The app icons for Revolut and Monzo showed on a mobile phone.
Betty Laura Zapata|Bloomberg by means of Getty Images
Monetary innovation companies were at first the greatest losers of rates of interest walkings by international reserve banks in 2022, which caused toppling appraisals.
With time though, this modification in the rates of interest environment progressively improved revenues for fintechs. This is since greater rates increase what’s called net interest earnings– or the distinction in between the rates charged for loans and the interest paid to savers.
In 2024, a number of fintechs– consisting of Robinhood, Revolut and Monzo– saw an increase to their bottom lines as an outcome. Robinhood reported $1.4 billion in yearly revenue, improved by a 19% dive in net interest earnings year-over-year, to $1.1 billion.
Revolut likewise saw a 58% dive in net interest earnings in 2015, which assisted raise revenues to ₤ 1.1 billion ($ 1.45 billion). Monzo, on the other hand, reported its very first yearly revenue in the year ending March 31, 2024, buoyed by a 167% boost in net interest earnings.
Now, fintechs– and particularly digital banks– deal with an essential test as a broad decrease in rates of interest raises doubts about the sustainability of depending on this increased earnings over the long term.
” An environment of falling rates of interest might present difficulties for some fintech gamers with service designs anchored to net interest earnings,” Lindsey Naylor, partner and head of U.K. monetary services at Bain & & Business, informed CNBC by means of e-mail.

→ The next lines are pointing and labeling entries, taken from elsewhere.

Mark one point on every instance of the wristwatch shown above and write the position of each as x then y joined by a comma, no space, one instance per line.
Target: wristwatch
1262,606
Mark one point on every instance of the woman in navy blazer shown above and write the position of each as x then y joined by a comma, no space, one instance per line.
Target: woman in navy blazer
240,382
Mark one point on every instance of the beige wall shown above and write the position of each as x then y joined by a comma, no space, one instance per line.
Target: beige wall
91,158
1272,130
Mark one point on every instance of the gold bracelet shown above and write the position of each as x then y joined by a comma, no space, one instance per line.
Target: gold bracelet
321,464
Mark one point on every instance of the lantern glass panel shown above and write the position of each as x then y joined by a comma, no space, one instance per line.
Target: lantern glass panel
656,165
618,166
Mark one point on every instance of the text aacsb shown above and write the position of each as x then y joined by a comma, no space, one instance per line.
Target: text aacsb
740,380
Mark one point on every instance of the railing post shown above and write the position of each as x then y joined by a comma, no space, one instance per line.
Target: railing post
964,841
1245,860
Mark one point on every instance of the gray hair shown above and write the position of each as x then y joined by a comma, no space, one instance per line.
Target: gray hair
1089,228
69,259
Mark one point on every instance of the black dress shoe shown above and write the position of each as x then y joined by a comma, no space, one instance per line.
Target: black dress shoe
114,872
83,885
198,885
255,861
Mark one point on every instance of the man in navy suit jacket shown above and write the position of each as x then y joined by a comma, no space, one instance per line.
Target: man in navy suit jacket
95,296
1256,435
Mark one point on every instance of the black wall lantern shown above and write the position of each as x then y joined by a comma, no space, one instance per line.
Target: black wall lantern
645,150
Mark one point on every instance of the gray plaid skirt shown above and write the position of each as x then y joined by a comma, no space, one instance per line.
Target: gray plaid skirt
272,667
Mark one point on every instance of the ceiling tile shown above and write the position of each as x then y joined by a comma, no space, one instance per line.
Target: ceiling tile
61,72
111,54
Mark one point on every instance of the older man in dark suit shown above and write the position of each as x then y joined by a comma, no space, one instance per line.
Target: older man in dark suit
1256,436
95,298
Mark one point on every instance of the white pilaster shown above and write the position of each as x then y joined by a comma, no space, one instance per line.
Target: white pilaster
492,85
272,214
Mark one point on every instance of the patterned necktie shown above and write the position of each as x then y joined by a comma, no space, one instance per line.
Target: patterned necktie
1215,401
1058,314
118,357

Falling benchmark rates of interest might be “a test of the durability of fintech companies’ service designs,” Naylor included.
” Lower rates might expose vulnerabilities in some fintechs– however they might likewise highlight the versatility and sturdiness of others with wider earnings methods.”
It’s uncertain how substantial an effect falling rates of interest will have on the sector in general. In the very first quarter of 2025, Robinhood reported $290 countless net interest earnings, up 14% year-over-year.
Nevertheless, in the U.K., arises from payments facilities start-up ClearBank meant the effect of lower rates. ClearBank swung to a pre-tax loss of ₤ 4.4 million in 2015 on the back of a shift from interest earnings towards fee-based earnings, along with expense associated to its growth in the European Union.
” Our interest earnings will constantly be a fundamental part of our earnings, however our tactical focus is on growing the charge earnings line,” Mark Fairless, CEO of ClearBank, informed CNBC in an interview last month. “We consider the decreasing rates in our preparation therefore we’re anticipating those rates to come down.”
Earnings diversity
It comes as some fintechs take actions to attempt to diversify their profits streams and decrease their dependence on earnings from card costs and interest.
For instance, Revolut provides crypto and share trading on top of its payment and forex services, and just recently revealed strategies to include mobile strategies to its app in the U.K. and Germany.
Naylor stated that “those with a more varied mix of profits streams or strong money making of their client base through non-interest services” are “much better placed to weather modifications in the economy, consisting of a lower rates environment.”
Dutch neobank Bunq, which targets primarily “digital wanderers” who choose not to work from one area, isn’t fazed by the possibility of rates of interest boiling down. Bunq saw a 65% dive in yearly revenue in 2024.

” We have actually constantly had a healthy, varied earnings,” Ali Niknam, Bunq’s CEO, informed CNBC last month. Bunq generates income from memberships along with card-based costs and interest.
He included that things are “various in continental Europe to the U.K.” offered the area “had unfavorable rates of interest for long”– so, in result, the company needed to spend for deposits.
” Neobanks with a strong and varied leading line are structurally much better placed to handle the shift to a lower-rate environment,” Barun Singh, fintech research study expert at U.K. financial investment bank Peel Hunt, informed CNBC.
” Those that stay greatly dependent on interest made from client deposits– without adequate traction in alternative profits streams– will deal with a more significant reset in earnings expectations.”